Since it was founded 2010, Ember has been known for one thing: A smart mug that keeps beverages at a consistent temperature. It’s iterated on the original Ember Mug, and introduced metallic and travel-friendly versions, but the company had been laser-focused on making sure you never have to experience cold coffee or tepid tea ever again. Until now.
Earlier this month, Ember announced the Ember Cube, a square device that uses the company’s temperature control technology to keep the contents of its chamber cold. While similar in concept to the Ember Mug, the Ember Cube signifies a new path for the consumer-facing company and could be transformational for transporting much-needed medical supplies around the world.

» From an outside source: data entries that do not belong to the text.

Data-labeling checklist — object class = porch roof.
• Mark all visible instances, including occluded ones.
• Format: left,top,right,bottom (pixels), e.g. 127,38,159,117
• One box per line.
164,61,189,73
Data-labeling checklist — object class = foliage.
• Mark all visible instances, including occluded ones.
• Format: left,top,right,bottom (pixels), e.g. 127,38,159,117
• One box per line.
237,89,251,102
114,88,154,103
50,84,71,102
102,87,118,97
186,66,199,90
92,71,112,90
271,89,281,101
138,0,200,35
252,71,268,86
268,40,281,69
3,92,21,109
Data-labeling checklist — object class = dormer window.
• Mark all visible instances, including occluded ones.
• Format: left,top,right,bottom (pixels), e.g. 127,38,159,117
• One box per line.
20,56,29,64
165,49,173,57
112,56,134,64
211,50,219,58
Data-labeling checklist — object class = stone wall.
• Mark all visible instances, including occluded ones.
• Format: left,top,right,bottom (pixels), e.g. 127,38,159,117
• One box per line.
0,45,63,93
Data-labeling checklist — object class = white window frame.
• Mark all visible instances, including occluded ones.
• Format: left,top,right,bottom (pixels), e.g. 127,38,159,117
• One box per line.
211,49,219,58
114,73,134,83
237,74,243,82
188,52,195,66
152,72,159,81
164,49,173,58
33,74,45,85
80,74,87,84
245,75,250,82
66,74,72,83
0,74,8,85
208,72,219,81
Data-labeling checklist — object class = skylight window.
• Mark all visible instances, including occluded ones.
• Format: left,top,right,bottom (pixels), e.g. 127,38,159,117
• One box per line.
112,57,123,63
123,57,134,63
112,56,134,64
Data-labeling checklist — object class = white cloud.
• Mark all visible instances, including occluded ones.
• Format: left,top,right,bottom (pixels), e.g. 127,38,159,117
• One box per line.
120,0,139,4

The Cube was developed primarily as a tool for medical professionals who routinely deal with vaccines, organs, and temperature-sensitive materials, but down the line, Ember sees the potential for the technology to improve the food supply chain and reduce waste. To be clear, using refrigeration to preserve medical supplies isn’t new, but the Ember Cube was designed to address specific pain points, like tracking and returning packages, and getting real-time updates on the cube’s internal and external temperatures. If knowledge is power, the Ember Cube is a Goliath in a world full of Davids.
Origins of the Ember Cube
When we asked about the Ember Cube’s origins, Ember CEO Clay Alexander explained that the company was alerted to a problem the Mayo Clinic was encountering abroad in 2017.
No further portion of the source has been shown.